If You Won The Lottery
66How our emotions trick us
If you won the lottery
You are today where your thoughts have brought you; you will be tomorrow where your thoughts take you.
James Allen
Have you ever dreamed of winning the lottery? Most people have. And most people have heard the statistics that within five years of winning, the vast majority of lottery winners are worse off financially and emotionally. When told this information, lottery players respond in one of two ways: They would like to win anyway just to see or they are certain they would be the exception. They feel like they could handle the sudden wealth.
Psychologists tell us that by and large we are very poor at estimating the emotional satisfaction that we will gain from some future event such as winning the lottery. We tend to think that winning the lottery will solve all our problems. That if we could only pick those six little numbers correctly, life would be wonderful.
We all know the odds of actually winning are so huge that it really does not pose a realistic problem for most of us. But the phenomenon of overestimating our emotional well being from some future event is not limited to the lottery. It is a very real problem that has serious consequences in our daily lives.
We are emotional beings. While we like to think we are rational beings, most of our decisions are made emotionally. We then try to justify them with some logical story. Here is the problem. If we overestimate the emotional good that we might gain from some activity, we will engage in activities that might not be in our best interest.
We think that achieving certain goals in life will suddenly make life easy.
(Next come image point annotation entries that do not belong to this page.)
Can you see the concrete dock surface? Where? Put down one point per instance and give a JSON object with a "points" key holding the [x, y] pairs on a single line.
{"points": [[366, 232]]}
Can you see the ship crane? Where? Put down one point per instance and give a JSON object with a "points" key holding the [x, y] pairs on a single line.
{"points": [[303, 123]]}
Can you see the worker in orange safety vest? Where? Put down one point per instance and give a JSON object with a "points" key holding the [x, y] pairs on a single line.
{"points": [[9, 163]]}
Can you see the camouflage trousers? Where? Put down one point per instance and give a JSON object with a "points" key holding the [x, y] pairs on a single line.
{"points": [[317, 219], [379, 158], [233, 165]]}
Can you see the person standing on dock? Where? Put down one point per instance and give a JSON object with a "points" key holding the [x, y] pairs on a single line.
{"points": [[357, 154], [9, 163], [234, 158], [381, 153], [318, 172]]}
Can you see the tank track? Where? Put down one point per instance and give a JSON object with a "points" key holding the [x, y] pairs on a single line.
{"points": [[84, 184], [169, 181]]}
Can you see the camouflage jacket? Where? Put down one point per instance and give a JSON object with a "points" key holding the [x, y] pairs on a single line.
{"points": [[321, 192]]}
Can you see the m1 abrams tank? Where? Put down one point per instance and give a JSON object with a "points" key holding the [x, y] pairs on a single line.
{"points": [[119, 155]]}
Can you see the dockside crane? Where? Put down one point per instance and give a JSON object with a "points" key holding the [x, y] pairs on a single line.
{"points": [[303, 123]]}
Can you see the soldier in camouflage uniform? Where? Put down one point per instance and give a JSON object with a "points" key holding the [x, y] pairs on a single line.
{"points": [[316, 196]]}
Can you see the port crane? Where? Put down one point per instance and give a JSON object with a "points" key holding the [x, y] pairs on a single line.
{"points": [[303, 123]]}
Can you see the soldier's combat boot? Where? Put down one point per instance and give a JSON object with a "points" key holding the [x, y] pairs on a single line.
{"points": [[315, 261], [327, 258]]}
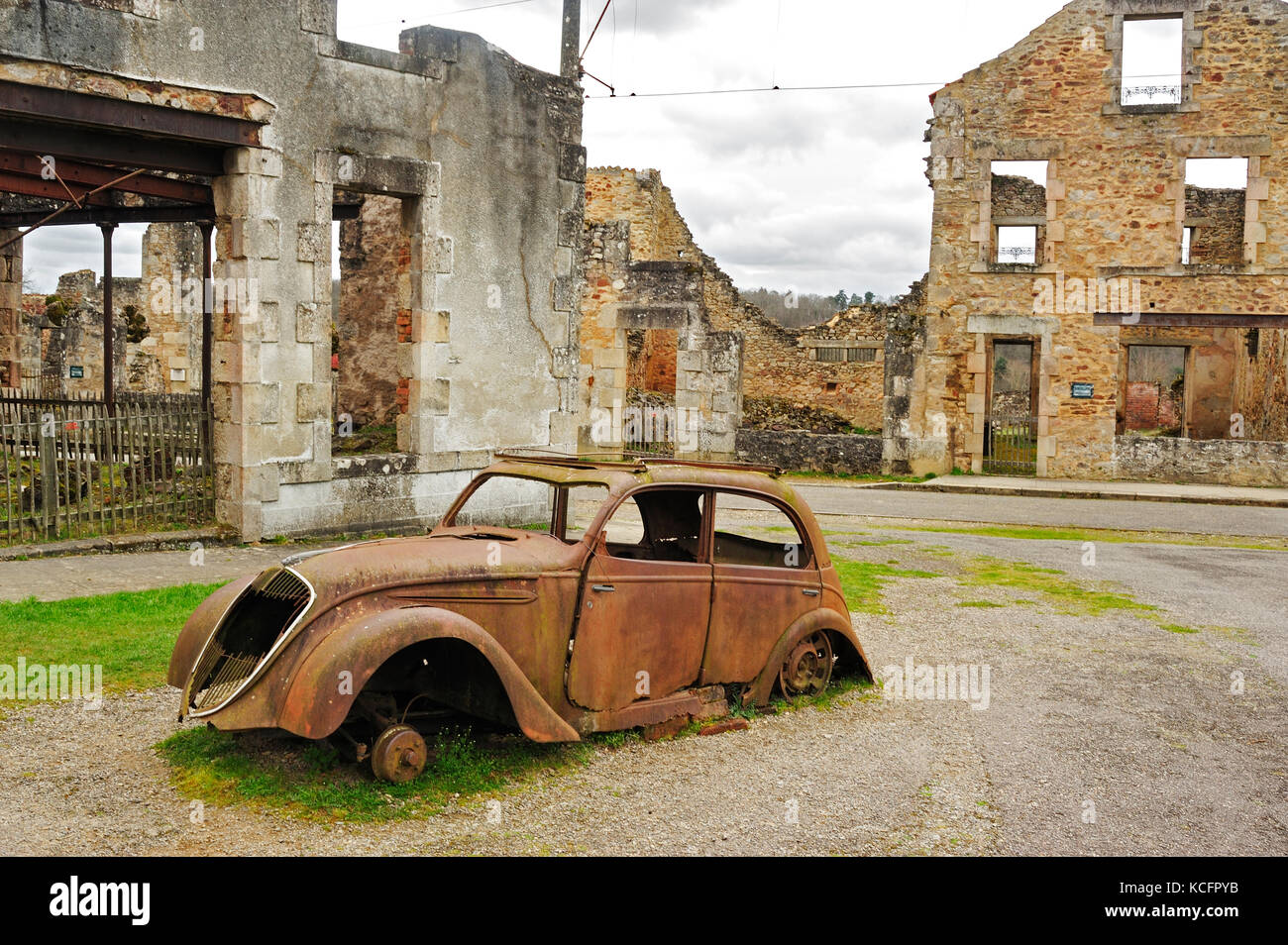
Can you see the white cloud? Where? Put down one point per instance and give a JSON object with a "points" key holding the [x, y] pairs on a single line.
{"points": [[811, 189]]}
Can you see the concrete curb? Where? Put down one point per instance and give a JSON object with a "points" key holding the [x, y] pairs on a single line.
{"points": [[107, 545], [1081, 493]]}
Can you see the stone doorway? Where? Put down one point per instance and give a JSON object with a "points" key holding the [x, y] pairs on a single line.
{"points": [[1012, 428]]}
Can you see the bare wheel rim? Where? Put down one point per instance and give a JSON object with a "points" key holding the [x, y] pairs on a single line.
{"points": [[398, 755], [807, 669]]}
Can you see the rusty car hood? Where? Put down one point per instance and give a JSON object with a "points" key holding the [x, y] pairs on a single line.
{"points": [[446, 557]]}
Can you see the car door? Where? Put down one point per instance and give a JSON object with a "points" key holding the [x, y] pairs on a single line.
{"points": [[765, 576], [642, 623]]}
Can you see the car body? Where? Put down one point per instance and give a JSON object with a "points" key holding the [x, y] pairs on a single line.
{"points": [[648, 589]]}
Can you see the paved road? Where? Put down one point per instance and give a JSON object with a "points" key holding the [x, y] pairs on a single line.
{"points": [[1021, 510]]}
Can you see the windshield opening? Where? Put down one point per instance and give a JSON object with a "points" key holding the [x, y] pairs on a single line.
{"points": [[506, 501]]}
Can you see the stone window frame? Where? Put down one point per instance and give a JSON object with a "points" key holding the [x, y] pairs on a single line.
{"points": [[1256, 191], [416, 183], [1157, 340], [983, 232], [1119, 12]]}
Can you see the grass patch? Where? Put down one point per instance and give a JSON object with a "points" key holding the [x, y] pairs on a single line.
{"points": [[130, 634], [863, 582], [312, 782], [1052, 587], [840, 691], [1100, 535]]}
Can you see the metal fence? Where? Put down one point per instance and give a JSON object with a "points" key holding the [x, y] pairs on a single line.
{"points": [[72, 469], [1012, 446]]}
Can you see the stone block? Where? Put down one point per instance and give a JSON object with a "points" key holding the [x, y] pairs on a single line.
{"points": [[312, 402]]}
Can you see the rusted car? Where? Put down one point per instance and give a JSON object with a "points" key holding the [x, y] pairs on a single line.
{"points": [[558, 596]]}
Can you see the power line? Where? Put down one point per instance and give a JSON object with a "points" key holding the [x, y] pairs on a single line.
{"points": [[812, 88], [443, 13], [483, 7], [776, 88]]}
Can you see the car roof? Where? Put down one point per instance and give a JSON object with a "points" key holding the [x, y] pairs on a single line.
{"points": [[623, 472]]}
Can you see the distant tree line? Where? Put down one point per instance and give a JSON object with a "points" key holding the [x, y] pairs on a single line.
{"points": [[798, 310]]}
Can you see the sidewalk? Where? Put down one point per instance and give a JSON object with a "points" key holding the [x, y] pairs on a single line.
{"points": [[1076, 488]]}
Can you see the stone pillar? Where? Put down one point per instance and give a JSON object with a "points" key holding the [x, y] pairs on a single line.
{"points": [[570, 52], [11, 309], [243, 403]]}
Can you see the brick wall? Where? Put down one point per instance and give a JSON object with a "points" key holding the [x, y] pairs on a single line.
{"points": [[1117, 205], [778, 364]]}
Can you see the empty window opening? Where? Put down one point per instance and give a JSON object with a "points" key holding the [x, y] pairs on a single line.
{"points": [[370, 318], [1018, 245], [1155, 390], [838, 356], [1216, 194], [1151, 62], [1019, 211], [651, 357]]}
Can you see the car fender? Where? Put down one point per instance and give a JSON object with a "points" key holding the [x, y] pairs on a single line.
{"points": [[823, 618], [314, 705], [198, 627]]}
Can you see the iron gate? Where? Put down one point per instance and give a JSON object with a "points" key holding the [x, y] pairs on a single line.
{"points": [[1012, 446]]}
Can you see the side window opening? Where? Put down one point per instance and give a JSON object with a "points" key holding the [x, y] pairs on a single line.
{"points": [[754, 532], [658, 525], [581, 506]]}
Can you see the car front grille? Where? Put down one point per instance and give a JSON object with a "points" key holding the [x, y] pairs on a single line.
{"points": [[250, 634]]}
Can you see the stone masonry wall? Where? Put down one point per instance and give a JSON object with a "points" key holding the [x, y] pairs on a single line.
{"points": [[1116, 209], [799, 451], [777, 362], [485, 155]]}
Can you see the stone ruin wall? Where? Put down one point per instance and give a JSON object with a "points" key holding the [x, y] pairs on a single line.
{"points": [[172, 343], [777, 364], [1117, 205], [375, 312]]}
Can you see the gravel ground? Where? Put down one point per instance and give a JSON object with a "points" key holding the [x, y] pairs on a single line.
{"points": [[1103, 737]]}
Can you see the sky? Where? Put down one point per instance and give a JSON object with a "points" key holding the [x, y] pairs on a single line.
{"points": [[811, 191]]}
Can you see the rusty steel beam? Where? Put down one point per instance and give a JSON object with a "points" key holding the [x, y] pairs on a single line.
{"points": [[43, 104], [1162, 319], [65, 142], [34, 187], [91, 175], [95, 215]]}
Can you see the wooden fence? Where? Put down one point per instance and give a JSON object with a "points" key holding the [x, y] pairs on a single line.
{"points": [[72, 469]]}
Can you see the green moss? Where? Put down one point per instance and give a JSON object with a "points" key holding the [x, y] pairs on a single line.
{"points": [[1052, 587], [863, 582], [130, 634], [312, 782]]}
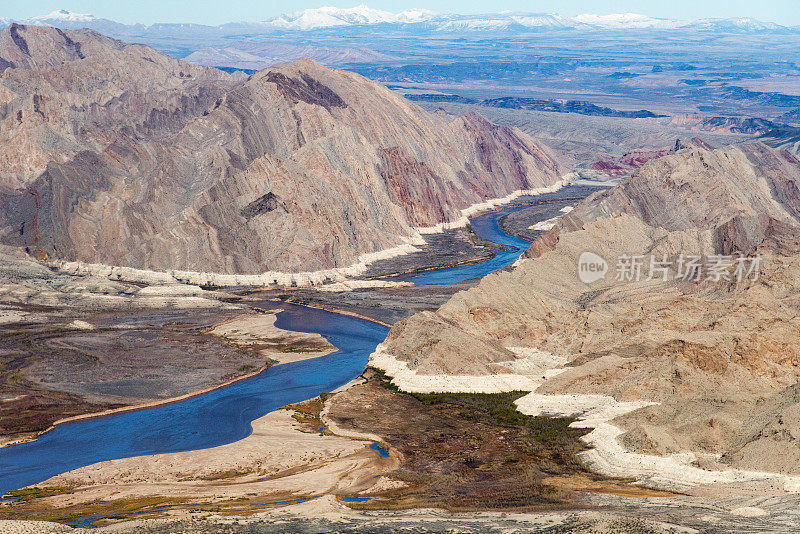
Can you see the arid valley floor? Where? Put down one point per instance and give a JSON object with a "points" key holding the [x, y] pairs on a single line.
{"points": [[242, 293]]}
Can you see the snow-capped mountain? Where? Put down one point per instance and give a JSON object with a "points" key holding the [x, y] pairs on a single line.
{"points": [[620, 21], [62, 15], [738, 25], [328, 17], [416, 20]]}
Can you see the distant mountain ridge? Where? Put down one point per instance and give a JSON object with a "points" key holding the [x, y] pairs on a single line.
{"points": [[117, 154], [417, 21]]}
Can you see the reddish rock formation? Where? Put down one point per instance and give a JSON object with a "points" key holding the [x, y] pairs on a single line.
{"points": [[145, 161]]}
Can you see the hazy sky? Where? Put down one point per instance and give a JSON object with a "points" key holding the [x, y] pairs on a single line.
{"points": [[785, 12]]}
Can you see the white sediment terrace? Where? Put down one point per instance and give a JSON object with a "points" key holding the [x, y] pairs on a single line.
{"points": [[351, 285], [301, 279], [407, 379], [606, 456]]}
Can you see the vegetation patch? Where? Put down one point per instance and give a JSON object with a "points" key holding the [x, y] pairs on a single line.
{"points": [[468, 452]]}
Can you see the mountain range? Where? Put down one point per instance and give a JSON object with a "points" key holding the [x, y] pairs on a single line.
{"points": [[117, 154], [362, 17]]}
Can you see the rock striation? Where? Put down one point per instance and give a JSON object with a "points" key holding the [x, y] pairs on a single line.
{"points": [[116, 154], [714, 361]]}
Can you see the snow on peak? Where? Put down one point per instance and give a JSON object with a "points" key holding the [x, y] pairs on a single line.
{"points": [[66, 16], [328, 16], [625, 20]]}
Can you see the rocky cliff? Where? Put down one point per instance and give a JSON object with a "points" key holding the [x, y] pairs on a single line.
{"points": [[117, 154], [719, 357]]}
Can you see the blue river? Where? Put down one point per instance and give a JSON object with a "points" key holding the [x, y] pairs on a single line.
{"points": [[224, 415], [486, 227]]}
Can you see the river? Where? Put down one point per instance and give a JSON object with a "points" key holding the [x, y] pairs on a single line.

All the problems will be solved. We fool ourselves into thinking that if we move into that new house, get that fancy new car, or find the love of our dreams then our lives will be forever changed for the better. When we think in that manner, and everyone does from time to time, we are overestimating the emotional satisfaction that comes from achieving some goal or acquiring some possession.
If you want proof, look at some of the things you have longed for and how quickly the pleasure of acquiring them faded. A great example is to watch children on Christmas day. The anticipation of the gifts is much greater than the actual gifts. Acquiring things only gives us short term pleasure. The new wears off in a hurry.
So what is the lesson here? There are two. The first is to understand that we almost always overestimate the emotional satisfaction that some future event will give us. If we are more realistic about the potential results we will quit chasing some fantasies.
The second lesson is that even if we won the lottery or achieved any other "life changing goal" it does not change us. You may win the lottery. But you will still be you. If you truly want to change your life, the change must be an inside job. Nothing you achieve on the outside will change what is on the inside.
You will always have to live with yourself. If you are not happy, it is not circumstances that you are unhappy with. It is you. Quit dreaming about some outside achievement that will change you. It cannot happen. If you want to change, change your way of thinking, then everything else will change.
Being entirely honest with oneself is a good exercise.